1993年11月9日生まれ。シンガーソングライター。自身のアーティスト活動全般をセルフ・プロデュースするマルチ・クリエイター。2012年頃よりインターネットを通じ音楽制作を始める。2015年、れをる名義でアルバム『極彩色』をリリース。この年のオリコン新人アーティストランキングで4位に選ばれる。2016年、3人組ユニットREOLとして活動を開始、アルバム『Σ』をリリース。2017年10月、ラスト・ライヴ「終楽章」をもって、REOLを解散。2018年初頭、ソロ・アーティストReol名義によりCONNECTONEレーベルで活動を開始。10月17日にフルアルバム「事実上」をリリース。
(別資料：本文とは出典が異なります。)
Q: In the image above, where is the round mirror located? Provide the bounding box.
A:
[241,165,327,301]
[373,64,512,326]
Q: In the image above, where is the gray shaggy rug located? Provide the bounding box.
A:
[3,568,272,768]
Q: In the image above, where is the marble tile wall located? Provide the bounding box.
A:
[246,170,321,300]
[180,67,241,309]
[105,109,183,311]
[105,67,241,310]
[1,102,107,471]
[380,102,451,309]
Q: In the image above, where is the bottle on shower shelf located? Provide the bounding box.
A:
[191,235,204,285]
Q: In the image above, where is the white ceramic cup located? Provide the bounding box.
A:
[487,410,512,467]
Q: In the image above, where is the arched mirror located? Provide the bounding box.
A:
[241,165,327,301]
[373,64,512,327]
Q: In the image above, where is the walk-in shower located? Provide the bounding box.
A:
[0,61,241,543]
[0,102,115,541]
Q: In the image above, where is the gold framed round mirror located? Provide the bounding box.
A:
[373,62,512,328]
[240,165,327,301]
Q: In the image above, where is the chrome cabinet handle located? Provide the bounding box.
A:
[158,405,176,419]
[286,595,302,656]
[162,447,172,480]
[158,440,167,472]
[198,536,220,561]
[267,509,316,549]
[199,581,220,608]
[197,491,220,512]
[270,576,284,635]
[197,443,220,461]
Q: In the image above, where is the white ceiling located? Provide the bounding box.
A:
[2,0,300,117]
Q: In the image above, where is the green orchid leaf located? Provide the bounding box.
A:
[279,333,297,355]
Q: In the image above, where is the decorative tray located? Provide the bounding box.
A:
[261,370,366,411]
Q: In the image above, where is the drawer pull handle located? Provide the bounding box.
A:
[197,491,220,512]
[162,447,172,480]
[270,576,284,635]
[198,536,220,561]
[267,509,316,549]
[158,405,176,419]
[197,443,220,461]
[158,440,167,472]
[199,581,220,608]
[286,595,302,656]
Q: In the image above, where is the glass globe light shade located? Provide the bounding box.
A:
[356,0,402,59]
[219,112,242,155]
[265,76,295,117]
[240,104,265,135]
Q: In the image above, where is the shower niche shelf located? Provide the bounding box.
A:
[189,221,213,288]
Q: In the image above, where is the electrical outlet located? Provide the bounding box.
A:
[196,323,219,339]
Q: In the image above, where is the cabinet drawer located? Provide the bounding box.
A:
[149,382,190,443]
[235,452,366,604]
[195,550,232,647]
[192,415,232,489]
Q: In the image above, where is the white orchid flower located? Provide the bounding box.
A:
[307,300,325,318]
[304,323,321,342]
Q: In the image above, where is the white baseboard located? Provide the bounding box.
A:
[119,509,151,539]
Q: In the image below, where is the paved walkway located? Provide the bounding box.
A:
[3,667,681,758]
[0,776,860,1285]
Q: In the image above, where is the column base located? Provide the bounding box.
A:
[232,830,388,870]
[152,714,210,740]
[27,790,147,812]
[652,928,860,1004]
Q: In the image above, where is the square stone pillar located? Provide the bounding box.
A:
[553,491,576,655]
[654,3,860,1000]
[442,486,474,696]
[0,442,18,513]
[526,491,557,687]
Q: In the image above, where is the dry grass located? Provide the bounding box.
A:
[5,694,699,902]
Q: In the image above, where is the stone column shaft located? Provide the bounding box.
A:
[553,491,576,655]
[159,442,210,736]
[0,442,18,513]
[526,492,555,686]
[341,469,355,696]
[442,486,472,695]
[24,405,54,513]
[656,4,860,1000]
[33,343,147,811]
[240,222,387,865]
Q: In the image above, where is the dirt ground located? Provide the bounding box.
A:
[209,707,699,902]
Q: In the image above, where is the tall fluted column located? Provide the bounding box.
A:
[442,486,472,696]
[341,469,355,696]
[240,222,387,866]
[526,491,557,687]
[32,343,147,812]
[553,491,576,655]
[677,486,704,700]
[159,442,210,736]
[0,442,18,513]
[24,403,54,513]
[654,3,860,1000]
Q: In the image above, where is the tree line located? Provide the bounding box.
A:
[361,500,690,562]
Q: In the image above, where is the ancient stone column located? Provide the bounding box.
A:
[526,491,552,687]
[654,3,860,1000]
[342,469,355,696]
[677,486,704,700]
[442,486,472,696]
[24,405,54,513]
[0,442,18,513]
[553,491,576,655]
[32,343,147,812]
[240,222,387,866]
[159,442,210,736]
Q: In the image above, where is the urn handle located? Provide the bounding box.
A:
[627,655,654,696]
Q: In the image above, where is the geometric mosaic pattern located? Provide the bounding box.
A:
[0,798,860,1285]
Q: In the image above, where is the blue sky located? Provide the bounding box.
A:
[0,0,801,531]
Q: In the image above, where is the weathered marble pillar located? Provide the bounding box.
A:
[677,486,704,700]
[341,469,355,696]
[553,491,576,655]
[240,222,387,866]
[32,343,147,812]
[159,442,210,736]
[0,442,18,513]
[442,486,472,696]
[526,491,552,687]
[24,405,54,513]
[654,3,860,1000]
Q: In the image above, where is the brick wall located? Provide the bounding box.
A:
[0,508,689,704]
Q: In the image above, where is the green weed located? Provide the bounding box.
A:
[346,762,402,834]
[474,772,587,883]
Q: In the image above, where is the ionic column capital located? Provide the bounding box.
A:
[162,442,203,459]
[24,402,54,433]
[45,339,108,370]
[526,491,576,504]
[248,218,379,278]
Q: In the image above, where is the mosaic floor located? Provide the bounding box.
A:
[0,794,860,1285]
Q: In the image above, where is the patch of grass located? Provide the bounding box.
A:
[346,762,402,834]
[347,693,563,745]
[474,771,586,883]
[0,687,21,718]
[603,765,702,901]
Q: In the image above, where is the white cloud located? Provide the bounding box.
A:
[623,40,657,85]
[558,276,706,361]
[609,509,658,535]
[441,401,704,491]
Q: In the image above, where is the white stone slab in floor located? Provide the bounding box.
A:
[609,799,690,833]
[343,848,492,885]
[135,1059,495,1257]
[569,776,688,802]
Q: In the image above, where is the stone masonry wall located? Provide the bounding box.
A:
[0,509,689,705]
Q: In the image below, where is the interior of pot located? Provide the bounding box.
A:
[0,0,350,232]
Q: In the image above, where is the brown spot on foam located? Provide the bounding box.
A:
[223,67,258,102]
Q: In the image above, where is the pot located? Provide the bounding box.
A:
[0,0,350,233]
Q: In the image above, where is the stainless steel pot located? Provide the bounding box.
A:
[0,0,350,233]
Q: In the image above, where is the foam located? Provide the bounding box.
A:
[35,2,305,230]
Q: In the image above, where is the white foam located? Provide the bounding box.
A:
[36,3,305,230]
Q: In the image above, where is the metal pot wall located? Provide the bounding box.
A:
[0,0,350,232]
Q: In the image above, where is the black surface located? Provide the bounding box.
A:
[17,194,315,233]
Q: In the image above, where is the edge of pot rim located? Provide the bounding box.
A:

アルバム発売後には全国ツアー「Reol Japan Tour 2018 MADE IN FACTION」を開催。

majiko
majiko(まじこ)

1992年10月28日生まれ、東京都出身のシンガーソングライター。幼少の頃から音楽の溢れる家庭で育ち、高校の頃からソングライティングを始める。2010年、友人の勧めで「歌ってみた」動画を「まじ娘(ルビ:こ)」という名義で投稿。2018年7月にはシングル「ひび割れた世界」(東海テレビ・フジテレビ系 オトナの土ドラ「限界団地」主題歌)をリリースした。